Interesting that all of the Constitutional scholars who were screaming about Pres. Bush starting an “illegal” war, that Gitmo prisoners have "rights" are no where to be heard today. I’m shocked.
Posted by: tim aka The Godless Heathen | Wednesday, September 17, 2008 at 03:37 PM
If that person interferes with my son coming home and being discharged . . . he will be in for a great outcry and protest the likes of which will shock him.
Who does he think he is?
Posted by: Mommynator | Wednesday, September 17, 2008 at 10:10 PM
why is this not being discussed in the media?
this is by far the most dangerous transgression Obama has made so far!!!!
Posted by: c thomas | Friday, September 19, 2008 at 01:15 PM
Why isn't this being reported in the media?
Probably because it's a complete fabrication. Just because you saw it on the internet doesn't make it true.
Posted by: Florida | Friday, October 10, 2008 at 02:13 PM
Florida,
The NY Post, NBC isn't part of the media in your world?
"Complete fabrication" that Obama talked to Iraqi Foreign Minister Hoshyar Zebari and asked that the US forces not be withdrawled until after President George W. Bush leaves office?
http://www.hawaiifreepress.com/main/ArticlesMain/tabid/56/articleType/ArticleView/articleId/68/Obama-tries-to-stall-Iraq-withdrawal.aspx
"The Obama campaign response to the allegations emanating from the Iraqi governments and US general staff is portrayed in the few media outlets actually covering the story as a flat denial. But in its response, Obama’s campaign admits he had told the Iraqis that they should not rush through a “Strategic Framework Agreement” governing the future of US forces until after President George W. Bush leaves office, she said. That is a confirmation of Taheri’s column, not a denial.

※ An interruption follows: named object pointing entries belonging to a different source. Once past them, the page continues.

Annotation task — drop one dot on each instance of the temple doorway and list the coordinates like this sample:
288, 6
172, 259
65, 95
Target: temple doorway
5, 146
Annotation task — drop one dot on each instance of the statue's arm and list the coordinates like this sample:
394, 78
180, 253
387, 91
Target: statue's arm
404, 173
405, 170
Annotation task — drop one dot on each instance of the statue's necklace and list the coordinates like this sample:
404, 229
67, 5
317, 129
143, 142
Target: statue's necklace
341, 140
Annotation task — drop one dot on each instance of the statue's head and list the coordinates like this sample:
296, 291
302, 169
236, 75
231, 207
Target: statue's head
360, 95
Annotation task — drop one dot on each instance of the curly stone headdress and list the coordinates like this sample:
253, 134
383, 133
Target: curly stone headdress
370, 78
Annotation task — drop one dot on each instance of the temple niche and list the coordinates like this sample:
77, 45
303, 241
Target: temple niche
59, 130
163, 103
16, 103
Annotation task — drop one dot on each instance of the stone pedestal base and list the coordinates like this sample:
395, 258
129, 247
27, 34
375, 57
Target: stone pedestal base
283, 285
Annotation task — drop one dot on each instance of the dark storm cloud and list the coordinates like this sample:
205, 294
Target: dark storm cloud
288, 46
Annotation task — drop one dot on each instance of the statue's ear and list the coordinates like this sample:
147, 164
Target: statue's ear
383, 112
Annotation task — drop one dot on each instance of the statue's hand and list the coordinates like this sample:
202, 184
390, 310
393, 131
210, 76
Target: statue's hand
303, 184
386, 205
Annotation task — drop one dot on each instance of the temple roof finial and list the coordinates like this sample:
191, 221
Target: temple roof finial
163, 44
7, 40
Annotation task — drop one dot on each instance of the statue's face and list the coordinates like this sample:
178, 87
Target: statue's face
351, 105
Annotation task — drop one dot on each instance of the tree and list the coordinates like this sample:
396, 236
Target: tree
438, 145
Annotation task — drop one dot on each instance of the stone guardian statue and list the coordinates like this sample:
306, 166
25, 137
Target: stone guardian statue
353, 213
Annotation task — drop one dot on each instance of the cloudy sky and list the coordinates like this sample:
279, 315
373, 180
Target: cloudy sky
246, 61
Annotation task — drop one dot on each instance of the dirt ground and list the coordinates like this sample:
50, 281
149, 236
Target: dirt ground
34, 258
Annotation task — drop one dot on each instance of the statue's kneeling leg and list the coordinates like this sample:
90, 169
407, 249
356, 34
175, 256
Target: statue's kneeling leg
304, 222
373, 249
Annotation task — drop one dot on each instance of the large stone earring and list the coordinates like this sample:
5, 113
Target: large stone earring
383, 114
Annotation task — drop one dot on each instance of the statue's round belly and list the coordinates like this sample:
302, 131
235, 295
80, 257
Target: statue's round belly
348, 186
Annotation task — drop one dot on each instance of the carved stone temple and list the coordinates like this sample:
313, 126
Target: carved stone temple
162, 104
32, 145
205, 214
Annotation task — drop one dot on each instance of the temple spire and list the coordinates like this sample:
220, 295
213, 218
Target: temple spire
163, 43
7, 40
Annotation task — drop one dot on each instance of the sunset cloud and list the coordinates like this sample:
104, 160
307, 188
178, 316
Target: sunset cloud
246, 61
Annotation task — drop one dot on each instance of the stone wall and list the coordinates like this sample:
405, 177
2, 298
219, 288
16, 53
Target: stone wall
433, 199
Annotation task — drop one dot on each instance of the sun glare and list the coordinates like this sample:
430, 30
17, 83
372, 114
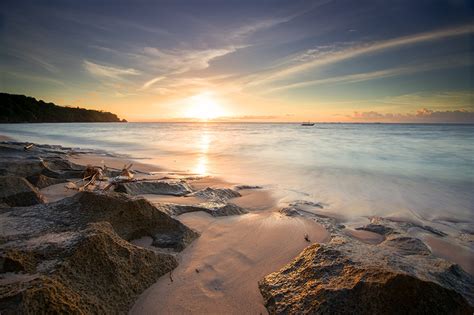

As Taheri explains in a second column September 17: “The Obama campaign has objected. While its statement says my article was “filled with distortions,” the rebuttal actually centers on a technical point: the differences between two Iraqi-US accords under negotiation - the Status of Forces Agreement (SOFA, to set rules governing US military personnel in Iraq) and the Strategic Framework Agreement (SFA, to settle the legal basis for the US military presence in Iraq in the months and years ahead)…."
Here is how NBC reported Obama’s position on June 16, after his conversation in the US with Iraqi Foreign Minister Hoshyar Zebari: “Obama also told Zebari, he said, that Congress should be involved in any negotiations regarding a Status of Forces Agreement with Iraq. He suggested it may be better to wait until the next administration to negotiate such an agreement.”
"In other words, Obama wanted a delay on the Status of Forces Agreement, not on the Strategic Framework Agreement - as his rebuttal now claims.
The NBC report continues: “Asked by NBC’s Lee Cowan if a timetable for the Status of Forces Agreement was discussed, Obama said, ‘Well he, the foreign minister, had presented a letter requesting an extension of the UN resolution until the end of this year. So that’ s a six-month extension.’”
That Obama was aware that the two accords couldn’t be separated is clear in his June 16 words to NBC: “Obviously, we can’t have US forces operating on the ground in Iraq without some sort of agreement, either a further extension of the UN resolution or some sort of Status of Forces agreement, some strategic framework agreement. As I said before, my concern is that the Bush administration -- in a weakened state politically -- ends up trying to rush an agreement that in some ways might be binding to the next administration, whether it was my administration or Sen. McCain’s administration."
Just because you saw it on the internet doesn't make it false either. Grow up.
Posted by: Lands’nGrooves | Friday, October 10, 2008 at 02:43 PM
Hawaii Free Press? Sorry, never heard of it. Reads like our local "Independent News."
Actually, I was almost with you until the "grow up" comment. If you want to do the schoolyard name calling thing then I invite you to go f**k yourself.